A decisão foi proferida pela juíza Paula Narimatu de Almeida, da 13ª Vara da Fazenda Pública do Tribunal de Justiça do Estado de São Paulo. No despacho, a magistrada determinou a suspensão do “Programa Escola Cívico-Militar do Estado de São Paulo” e dos guias de Conduta e Atitude dos Alunos, Uso do Uniforme e do Projeto Valores Cidadãos.

A liminar atende a uma ação civil pública movida pelo Ministério Público do Estado de São Paulo e pela Defensoria Pública do Estado de São Paulo. Segundo os autores da ação, as normas conferem aos monitores militares atribuições que extrapolam aquelas previstas em lei.

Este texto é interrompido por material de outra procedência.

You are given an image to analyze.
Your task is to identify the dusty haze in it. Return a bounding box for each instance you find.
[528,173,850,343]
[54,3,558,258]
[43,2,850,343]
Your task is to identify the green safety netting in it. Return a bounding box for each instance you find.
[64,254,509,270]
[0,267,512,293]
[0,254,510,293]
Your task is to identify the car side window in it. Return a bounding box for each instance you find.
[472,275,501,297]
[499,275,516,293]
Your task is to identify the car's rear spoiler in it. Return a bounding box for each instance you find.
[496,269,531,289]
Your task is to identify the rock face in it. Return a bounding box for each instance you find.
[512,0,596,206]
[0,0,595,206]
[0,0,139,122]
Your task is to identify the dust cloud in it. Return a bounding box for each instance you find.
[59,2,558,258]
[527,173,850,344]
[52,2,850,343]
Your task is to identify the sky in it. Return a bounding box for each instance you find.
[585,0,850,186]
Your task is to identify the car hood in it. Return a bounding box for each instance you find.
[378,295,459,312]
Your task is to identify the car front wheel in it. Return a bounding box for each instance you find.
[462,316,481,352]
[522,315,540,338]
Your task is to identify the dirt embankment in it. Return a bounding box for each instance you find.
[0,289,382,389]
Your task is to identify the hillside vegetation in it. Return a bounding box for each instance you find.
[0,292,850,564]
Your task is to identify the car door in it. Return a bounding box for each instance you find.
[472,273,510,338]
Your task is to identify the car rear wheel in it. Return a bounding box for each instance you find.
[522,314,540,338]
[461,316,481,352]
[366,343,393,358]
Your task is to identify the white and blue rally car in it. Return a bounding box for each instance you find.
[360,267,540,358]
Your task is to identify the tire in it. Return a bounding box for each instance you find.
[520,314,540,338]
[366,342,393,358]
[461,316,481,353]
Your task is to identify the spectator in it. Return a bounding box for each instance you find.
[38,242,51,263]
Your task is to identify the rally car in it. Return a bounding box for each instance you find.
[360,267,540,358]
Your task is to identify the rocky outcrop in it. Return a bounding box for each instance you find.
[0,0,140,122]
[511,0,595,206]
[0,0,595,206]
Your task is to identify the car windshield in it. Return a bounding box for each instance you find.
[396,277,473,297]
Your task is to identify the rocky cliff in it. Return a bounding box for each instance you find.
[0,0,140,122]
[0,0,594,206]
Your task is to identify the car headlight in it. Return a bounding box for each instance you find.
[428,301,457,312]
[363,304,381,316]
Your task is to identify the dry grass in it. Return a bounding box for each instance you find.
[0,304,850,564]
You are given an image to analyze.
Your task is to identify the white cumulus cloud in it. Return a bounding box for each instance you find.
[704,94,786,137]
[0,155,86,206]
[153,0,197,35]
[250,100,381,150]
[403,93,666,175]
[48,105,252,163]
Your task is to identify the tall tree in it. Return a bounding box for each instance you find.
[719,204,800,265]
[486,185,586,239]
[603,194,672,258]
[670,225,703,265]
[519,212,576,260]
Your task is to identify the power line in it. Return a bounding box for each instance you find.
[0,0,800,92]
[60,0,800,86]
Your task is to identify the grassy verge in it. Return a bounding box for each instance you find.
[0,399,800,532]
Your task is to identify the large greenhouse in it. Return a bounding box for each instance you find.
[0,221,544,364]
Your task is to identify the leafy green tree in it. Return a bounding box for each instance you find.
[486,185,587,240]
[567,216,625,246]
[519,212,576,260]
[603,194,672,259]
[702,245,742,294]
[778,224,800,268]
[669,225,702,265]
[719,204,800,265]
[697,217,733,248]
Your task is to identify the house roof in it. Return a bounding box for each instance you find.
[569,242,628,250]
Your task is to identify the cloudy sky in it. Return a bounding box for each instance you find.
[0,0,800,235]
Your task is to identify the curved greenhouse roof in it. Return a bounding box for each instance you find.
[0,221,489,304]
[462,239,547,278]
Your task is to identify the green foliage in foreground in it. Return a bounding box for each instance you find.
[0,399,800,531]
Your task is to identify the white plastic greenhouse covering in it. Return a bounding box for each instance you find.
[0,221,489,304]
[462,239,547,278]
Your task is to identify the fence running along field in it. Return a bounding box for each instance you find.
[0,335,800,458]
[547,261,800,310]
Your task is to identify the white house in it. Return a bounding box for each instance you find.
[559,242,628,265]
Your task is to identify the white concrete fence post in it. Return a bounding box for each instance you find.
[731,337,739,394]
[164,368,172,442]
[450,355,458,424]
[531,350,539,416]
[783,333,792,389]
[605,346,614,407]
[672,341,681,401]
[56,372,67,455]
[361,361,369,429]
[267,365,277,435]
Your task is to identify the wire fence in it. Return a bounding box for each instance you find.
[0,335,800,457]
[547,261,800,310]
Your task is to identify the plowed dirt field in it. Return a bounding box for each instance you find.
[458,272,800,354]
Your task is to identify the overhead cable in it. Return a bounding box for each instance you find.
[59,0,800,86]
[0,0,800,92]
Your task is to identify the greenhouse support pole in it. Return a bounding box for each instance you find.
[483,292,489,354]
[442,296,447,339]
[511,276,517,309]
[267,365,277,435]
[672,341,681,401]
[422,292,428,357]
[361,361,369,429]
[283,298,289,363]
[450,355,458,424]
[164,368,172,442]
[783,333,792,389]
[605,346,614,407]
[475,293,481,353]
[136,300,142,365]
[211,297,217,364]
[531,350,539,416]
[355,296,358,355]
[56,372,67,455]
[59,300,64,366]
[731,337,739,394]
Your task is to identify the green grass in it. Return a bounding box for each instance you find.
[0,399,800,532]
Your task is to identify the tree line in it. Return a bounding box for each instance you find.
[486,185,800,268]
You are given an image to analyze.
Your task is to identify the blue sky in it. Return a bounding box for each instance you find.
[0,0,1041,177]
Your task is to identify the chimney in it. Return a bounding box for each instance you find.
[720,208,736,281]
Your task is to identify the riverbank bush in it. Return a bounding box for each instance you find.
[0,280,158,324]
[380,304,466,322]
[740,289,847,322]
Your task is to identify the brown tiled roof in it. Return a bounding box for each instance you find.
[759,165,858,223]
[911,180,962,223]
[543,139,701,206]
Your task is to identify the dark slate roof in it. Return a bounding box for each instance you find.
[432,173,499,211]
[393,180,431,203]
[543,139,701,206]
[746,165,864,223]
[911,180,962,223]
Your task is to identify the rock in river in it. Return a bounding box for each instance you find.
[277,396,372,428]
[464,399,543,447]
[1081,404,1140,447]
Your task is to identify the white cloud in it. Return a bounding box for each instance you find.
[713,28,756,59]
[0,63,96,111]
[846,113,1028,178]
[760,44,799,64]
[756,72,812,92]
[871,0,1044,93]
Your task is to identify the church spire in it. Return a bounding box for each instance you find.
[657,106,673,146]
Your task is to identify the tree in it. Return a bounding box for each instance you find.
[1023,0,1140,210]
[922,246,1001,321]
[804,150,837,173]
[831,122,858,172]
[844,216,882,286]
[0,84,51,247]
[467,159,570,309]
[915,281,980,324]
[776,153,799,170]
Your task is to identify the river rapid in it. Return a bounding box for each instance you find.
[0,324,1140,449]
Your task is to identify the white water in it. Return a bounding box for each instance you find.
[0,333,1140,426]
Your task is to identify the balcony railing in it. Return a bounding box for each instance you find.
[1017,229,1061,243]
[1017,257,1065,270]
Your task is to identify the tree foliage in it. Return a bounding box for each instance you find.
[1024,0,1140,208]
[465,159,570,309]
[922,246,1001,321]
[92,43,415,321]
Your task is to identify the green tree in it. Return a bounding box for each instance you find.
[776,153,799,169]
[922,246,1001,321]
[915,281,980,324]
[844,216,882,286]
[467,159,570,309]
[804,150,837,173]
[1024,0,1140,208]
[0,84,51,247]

Na decisão, a juíza aponta que determinadas regras são “particularmente graves” e podem gerar discriminação, especialmente contra estudantes de grupos minoritários. Como exemplo, ela cita a proibição de tranças específicas ou de cortes de cabelo que não sejam considerados “discretos”.

De acordo com a magistrada, normas relacionadas à aparência podem afetar de forma desproporcional estudantes LGBTQIAPN+, cujas expressões de identidade de gênero não necessariamente se enquadram em padrões binários. Para a juíza, isso viola o princípio constitucional da não discriminação.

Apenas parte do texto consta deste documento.